South Carolina
Postmaster Lynching
Early on the morning of February 22, 1898, a lynch mob burned down the post office in Lake City, South Carolina, and pointed their firearms at the front door. The only way out of the post office/home of postmaster Frazier B. Baker and his family was through an area where shooting was occurring. Baker and his daughter Julia, age 2, were both murdered by the mob. His wife Lavinia, two of his children, Rosa and Cora, and his son, Lincoln, were hit by gunfire. His other two daughters, Sarah and Millie, were unharmed.
Months of violence against Baker followed his appointment as the first African-American postmaster in the predominantly white city of Lake City in July 1897. Baker had bullets fired at him and his post office burnt down for no apparent reason. Residents complained about his work as postmaster, but postal inspectors found no evidence to support their claims. It was a normal reaction to the changing times in the South for the community’s racial prejudice to boil over into rage and intense hatred of an African American in a prominent post.
Following the sad incident, there was widespread public uproar and charitable donations made to the Baker family. The federal district attorney and postal inspectors took up the Frazier Baker murder investigation when the state declined to charge the mob. The most difficult part of the case was finding credible witnesses. Residents remained silent, either because they were afraid to report their neighbors or because they had no desire to see their neighbors punished. Thirteen individuals were arrested and charged, and two of them have promised to testify in exchange for immunity.

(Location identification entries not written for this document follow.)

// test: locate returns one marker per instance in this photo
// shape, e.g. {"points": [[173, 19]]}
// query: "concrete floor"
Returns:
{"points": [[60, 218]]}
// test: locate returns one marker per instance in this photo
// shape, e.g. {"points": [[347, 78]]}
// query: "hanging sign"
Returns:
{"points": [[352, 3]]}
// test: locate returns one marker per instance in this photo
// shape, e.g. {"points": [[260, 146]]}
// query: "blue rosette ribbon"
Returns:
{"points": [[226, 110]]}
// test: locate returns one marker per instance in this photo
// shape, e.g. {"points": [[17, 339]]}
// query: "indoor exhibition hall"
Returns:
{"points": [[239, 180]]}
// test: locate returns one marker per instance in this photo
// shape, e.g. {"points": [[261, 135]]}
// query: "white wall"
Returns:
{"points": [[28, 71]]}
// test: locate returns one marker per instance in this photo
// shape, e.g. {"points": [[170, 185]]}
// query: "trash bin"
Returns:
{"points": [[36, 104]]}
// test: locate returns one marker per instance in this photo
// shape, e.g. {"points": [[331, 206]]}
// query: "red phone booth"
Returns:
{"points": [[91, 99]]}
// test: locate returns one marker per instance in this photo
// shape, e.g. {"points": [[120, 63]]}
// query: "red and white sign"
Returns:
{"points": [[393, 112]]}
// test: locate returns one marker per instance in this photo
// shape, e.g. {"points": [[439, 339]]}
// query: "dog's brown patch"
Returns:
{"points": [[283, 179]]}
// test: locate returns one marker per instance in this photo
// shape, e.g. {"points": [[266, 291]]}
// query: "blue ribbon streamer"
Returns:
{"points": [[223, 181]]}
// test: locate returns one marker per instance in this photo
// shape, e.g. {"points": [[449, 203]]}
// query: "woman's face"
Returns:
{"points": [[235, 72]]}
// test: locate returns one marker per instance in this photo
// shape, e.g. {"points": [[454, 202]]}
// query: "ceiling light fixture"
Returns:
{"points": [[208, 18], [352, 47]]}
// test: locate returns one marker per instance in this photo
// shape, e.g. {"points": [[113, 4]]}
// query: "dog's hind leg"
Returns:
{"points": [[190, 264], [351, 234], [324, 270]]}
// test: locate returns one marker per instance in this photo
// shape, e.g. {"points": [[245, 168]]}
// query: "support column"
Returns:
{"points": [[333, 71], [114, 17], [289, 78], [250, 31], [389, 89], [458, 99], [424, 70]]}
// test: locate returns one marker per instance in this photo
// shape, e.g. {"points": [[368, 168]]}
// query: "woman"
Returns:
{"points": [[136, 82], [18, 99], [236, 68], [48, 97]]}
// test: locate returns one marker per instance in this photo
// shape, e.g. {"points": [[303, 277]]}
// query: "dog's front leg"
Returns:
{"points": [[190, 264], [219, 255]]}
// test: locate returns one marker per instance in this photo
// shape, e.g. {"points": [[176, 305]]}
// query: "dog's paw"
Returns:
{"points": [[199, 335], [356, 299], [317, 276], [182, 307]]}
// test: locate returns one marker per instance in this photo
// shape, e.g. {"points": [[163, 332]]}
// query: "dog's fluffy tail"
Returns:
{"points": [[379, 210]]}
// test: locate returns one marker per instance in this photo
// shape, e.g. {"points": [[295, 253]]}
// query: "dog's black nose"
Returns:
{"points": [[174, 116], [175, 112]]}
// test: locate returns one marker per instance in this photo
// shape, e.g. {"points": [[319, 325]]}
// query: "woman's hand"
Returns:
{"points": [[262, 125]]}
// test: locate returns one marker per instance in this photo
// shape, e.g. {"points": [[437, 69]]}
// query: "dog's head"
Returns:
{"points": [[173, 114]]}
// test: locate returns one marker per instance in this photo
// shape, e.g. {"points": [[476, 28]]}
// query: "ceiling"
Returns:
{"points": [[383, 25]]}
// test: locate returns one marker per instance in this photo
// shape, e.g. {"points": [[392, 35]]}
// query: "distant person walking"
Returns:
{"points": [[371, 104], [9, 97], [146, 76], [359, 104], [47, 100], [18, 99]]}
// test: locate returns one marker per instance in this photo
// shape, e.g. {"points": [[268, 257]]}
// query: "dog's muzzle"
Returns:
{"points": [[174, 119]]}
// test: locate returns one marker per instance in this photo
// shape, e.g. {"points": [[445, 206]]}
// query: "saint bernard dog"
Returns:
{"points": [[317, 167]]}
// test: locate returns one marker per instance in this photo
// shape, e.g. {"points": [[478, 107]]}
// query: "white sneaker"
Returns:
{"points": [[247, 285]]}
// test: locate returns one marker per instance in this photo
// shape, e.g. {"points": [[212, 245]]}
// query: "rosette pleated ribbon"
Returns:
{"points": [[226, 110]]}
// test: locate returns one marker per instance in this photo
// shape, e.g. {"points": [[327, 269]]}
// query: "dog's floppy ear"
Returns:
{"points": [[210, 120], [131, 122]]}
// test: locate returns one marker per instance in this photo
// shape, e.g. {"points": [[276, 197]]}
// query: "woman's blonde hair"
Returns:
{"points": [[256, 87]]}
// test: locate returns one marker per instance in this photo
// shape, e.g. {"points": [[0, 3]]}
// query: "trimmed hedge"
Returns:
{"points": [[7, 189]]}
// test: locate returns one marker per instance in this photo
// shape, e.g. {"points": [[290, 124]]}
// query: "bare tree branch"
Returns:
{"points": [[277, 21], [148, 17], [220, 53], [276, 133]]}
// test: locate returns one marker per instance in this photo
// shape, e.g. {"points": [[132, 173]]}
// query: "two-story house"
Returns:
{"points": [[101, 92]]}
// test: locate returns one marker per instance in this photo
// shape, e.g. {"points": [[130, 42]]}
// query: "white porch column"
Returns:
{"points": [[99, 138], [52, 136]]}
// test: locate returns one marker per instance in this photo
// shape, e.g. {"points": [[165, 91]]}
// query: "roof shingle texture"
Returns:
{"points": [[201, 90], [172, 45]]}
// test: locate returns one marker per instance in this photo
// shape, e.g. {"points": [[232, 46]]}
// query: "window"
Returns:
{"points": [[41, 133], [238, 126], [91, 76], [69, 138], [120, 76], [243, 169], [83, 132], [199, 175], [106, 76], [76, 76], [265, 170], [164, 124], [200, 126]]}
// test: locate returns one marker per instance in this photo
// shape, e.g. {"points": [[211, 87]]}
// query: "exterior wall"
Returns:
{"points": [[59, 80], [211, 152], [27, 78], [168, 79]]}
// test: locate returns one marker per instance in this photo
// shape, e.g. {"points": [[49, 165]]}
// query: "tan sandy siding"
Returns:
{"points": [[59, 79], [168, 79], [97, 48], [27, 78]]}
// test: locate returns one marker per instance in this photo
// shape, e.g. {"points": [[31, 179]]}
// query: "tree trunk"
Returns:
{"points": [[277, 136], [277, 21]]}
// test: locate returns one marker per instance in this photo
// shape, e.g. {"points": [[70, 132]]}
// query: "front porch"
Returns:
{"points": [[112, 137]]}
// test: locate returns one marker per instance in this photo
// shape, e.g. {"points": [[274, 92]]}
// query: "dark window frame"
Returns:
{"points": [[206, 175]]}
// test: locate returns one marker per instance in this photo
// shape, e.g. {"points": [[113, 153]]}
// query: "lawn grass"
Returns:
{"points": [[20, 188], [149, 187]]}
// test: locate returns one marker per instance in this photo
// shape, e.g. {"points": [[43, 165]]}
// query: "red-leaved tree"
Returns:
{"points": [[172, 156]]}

Twenty-four charges, including “a conspiracy to hurt and harass Frazier B. Baker in the free exercise” of his civil rights, were filed against those responsible for the brutal murder of a government employee. The mail destruction count was not one of the 23 counts that included conspiracy charges. The trial began on April 10, 1899, in Charleston, South Carolina’s Federal District Court. The all-white jury reached not guilty verdicts for three of the men, but could not agree on culpability for the remaining eight. In this instance, the court ruled a mistrial, and the federal prosecutors did not pursue retrial.